The more I ignore them the more indignant and entitled they act. They’ve done more to push traffic to my online journal than anything I could have done.
Secondly, I only care to the extent they threaten me or my livelihood. Everything else is self-aggrandizing nonsense. I recognize their ill-informed opinion of me is none of my business as they’ve latched onto C’s anger, vengeance, and resentments to justify their slanderous attacks and make themselves more important to the story than they actually are.
A friend reminded me, these contempt-filled people are trapped by pride. These interlopers have invested so much ego, energy, and time to hyping a misleading and reckless narrative they have backed themselves into a corner. Admitting they don’t actually know and could be wrong would take a level of self-awareness and humility at this point they don’t possess. It’s easier for them to double down than to sit down.

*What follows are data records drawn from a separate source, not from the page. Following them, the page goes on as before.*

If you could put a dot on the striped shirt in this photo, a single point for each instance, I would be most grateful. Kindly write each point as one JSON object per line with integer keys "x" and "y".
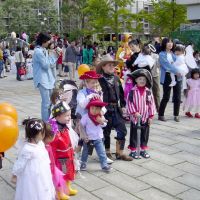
{"x": 141, "y": 103}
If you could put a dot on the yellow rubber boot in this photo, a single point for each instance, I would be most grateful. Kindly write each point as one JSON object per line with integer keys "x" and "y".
{"x": 62, "y": 196}
{"x": 72, "y": 192}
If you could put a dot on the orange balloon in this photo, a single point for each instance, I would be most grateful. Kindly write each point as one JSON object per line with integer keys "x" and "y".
{"x": 8, "y": 109}
{"x": 82, "y": 69}
{"x": 8, "y": 132}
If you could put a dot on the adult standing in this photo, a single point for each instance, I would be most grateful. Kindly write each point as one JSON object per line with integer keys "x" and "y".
{"x": 1, "y": 63}
{"x": 42, "y": 72}
{"x": 19, "y": 59}
{"x": 135, "y": 47}
{"x": 167, "y": 59}
{"x": 70, "y": 58}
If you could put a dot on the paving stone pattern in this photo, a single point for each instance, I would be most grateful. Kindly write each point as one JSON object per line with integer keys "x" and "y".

As I said, six months later their behavior they still read every word I write and pretend some insight they don’t actually have. It isn’t about C or me anymore, it’s about their own pride.
Thirdly, as I’ve said before – repeatedly in my journal, Twitter, and on Facebook – if C believes I’m stalking, harassing, threatening, slandering, or spreading lies about her, she should provide the information to law enforcement immediately. Stalking and harassing are not things to be ignored.
If true a restraining order is a reasonable first step.
Lastly, the only opinions mattering are mine and C’s. However, C has adopted a Zero Contact approach. I have no idea what her opinion of me is or what she thinks.
As I’ve repeated elsewhere, ad nauseam, C has every right to end the relationship and cut off contact. She doesn’t owe me any conversation, explanations, closure, or consideration.
Everything she has done is a reflection of how she feels and what she thinks.
As I’ve done since Day 1, I’ve submitted to her choice while still letting her know I would have made myself available and vulnerable to her. Up until recently, my heart was open to her.
She isn’t interested.
However, as C hasn’t said otherwise, what she thinks and feels is not my concern. Anything I choose to do now is based on what I know and is best for me at this moment.
I’m just living my life as I see fit; even though it’s a bit of a train wreck. I’m getting my life back on track, rediscovering my power, and reclaiming my self-respect. Every day I’m reclaiming my life from the realities of my betrayal of C and K.
It’s a lot of work, but I am responsible for creating the fellowship – and life – I crave.